Your superset API is excellent. I have one important suggestions: non-blocking killThread. By default, when your combinators like 'withAsync' and 'concurrently' use 'cancel' or 'killThread' they should use it in a non-blocking way. The exported 'cancel' & 'cancelWith' should be unchanged and their documention should note that they are blocking. Consider 'concurrently'. Perhaps there need to to be two 'concurrently' versions? One is blocking-killThread and guarantees that both are done or dead when it returns and the other is non-blocking-killThread and returns ASAP. Neither can be turned into the other by the user. Rather than API duplication the 'concurrently' operation could get a new parameter that selects blocking vs non-blocking killThread. Hmmm.... the root problem is some Async tasks that, probably due to foreign calls, are uninterpretable. Maybe the user could label which Async tasks must be killed blocking or non-blocking. The default is non-blocking to avoid infecting other threads with uninterpretable calls. When the user needs the extra property of guaranteed kills the user can change the label. I have no immediate idea whether a mutable or immutable label would be better. -- Chris On 2012/06/08 09:37, Simon Marlow wrote:
I'd like to add a higher-level concurrency API to the base package. This API has grown while I've been working on examples for my book, and I'm convinced that we should have something like this in the standard libraries. Here's the API I propose:
http://community.haskell.org/~simonmar/async-stm/Control-Concurrent-Async.ht...
In fact it already exists in at least two packages on Hackage: 'async' and 'threads'. My version is a superset of both of these, except for a few small differences (which are up for discussion, of course).

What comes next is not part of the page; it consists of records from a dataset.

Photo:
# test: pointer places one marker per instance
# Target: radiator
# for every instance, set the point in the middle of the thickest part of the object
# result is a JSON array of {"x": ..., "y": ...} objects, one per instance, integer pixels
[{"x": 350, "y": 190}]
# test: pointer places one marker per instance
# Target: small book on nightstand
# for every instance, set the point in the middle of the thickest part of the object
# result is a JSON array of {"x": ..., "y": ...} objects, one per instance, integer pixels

One good reason to have this package is that it avoids some common pitfalls, such as forgetting to handle exceptions in your child threads. In the Async API, you get to choose whether to (a) receive the result as 'Either SomeException a', or (b) have the exception re-thrown in the waiting thread. You don't get to ignore it altogether.
Another common pitfall avoided by this library is accidentally leaving threads running in the background. This is handled by withAsync:
withAsync :: IO a -> (Async a -> IO b) -> IO b
the child thread is always cancelled (i.e. killed) when the second argument returns or throws an exception, if it hasn't finished already.
I'm opening this up for discussion so that we can tidy up any inconsistent details and add any functions that people feel are missing. Naming is obviously up for discussion too.